Reimagine the design and use modern materials, and some historic styles could cool much more than the tight clothes people wear now.
“Could the humble evaporative cooling bandana or towel be outperformed and replaced by an expandable, superabsorbent ruff collar which could store and evaporate considerably more water?” Rykaczewski wrote.
Metamaterial film that reflects visible light but emits highly in infrared could be incorporated into designs. Condenser tubes could provide the support for a future hoopskirt, bustle or crinoline that would provide large heat rejection area.
“Our social adaptation will have to involve the broad use of personal cooling garments and contemplate on what the ‘cool future fashion’ might look like,” Rykaczewski said.
Since moving to Arizona six years ago, he has been intrigued with the desert, having only lived in temperate climates. “I’ve lived all over the East Coast and in Europe, but this is very different,” he said. “I like Arizona.

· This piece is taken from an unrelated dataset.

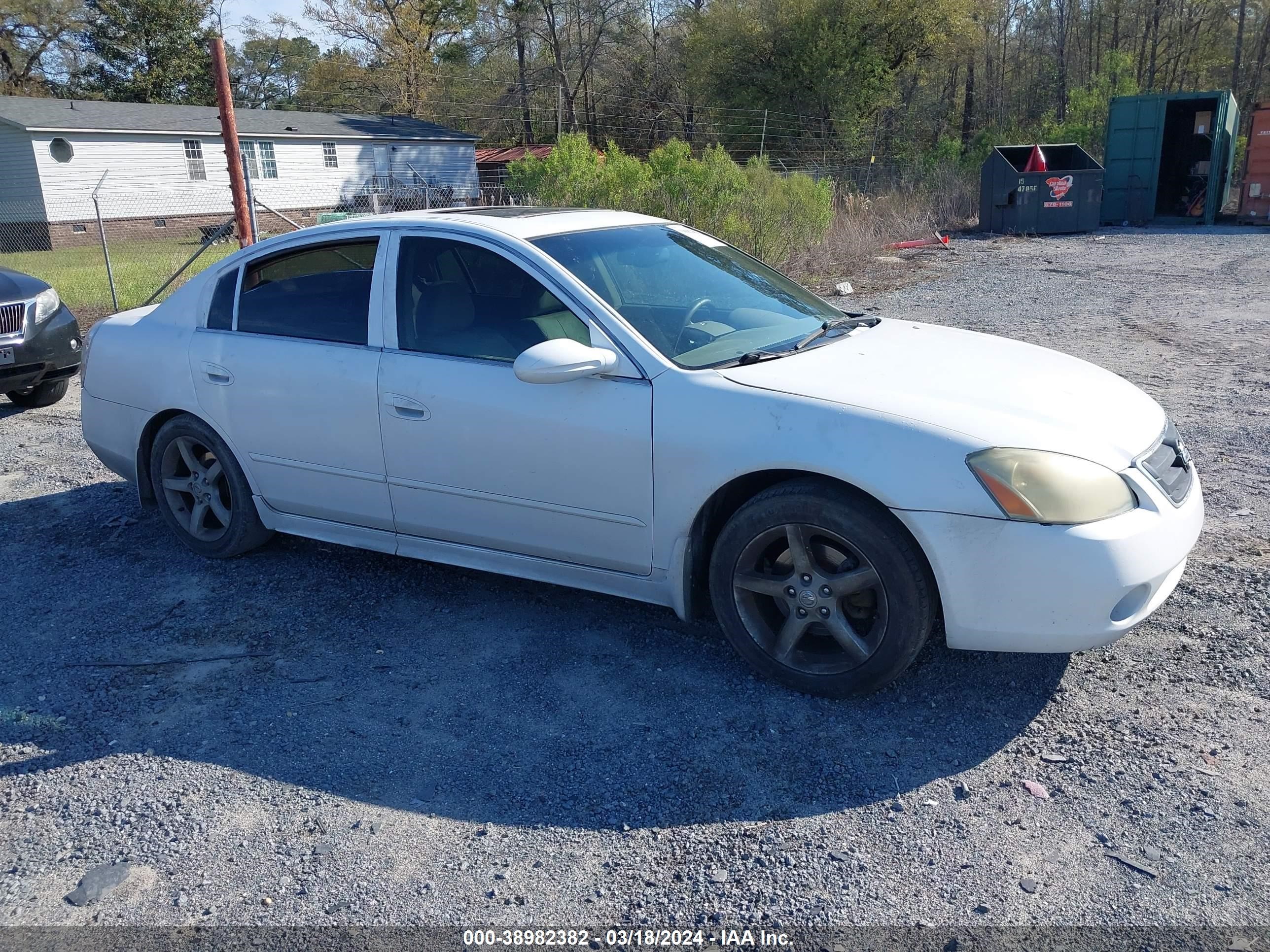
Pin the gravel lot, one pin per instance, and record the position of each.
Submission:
(379, 741)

I like the desert.”
The father of two small children, he started wondering about their future in the Southwest. “Can my children stay here? Is that possible over the next several generations? What will it look like?”
Rykaczewski is not only thinking about fashion for a hot world. He has also been designing materials for them. A thermal engineer, for the last few years he has worked on thermal management of electronics, putting partially liquid, partially solid particles of gallium-based liquid metal into silicone.
“When you put the liquid metal in, when you have the right size of droplet … the droplets will stretch,” he said. When the liquid metal is in the silicone and you stretch it out, the liquid metal droplets change shape from a sphere to a cylinder.
“And there is no impact on the mechanical properties of the material,” he said. “All of a sudden we have materials that can conduct (heat) almost like steel, but they can feel as soft as your skin.”
His temperature-regulating fabric is made from the material, but embedded with tubes that can be filled with circulating liquid. A roughly 4x10 inch sample contains about 15 feet of tubing.
Rykaczewski has a “small army” of PhD candidates working to enhance the material even further: Praveen Kotagama, Akshay Phadnis and Chad Manning.
“My group is developing these materials,” Rykaczewski said. “How can we use them for augmenting performance of thermal systems with the aspect that they can deform, that they can change shape as they operate? It turns out no one even knows how to design it. … There’s a lot of potential.”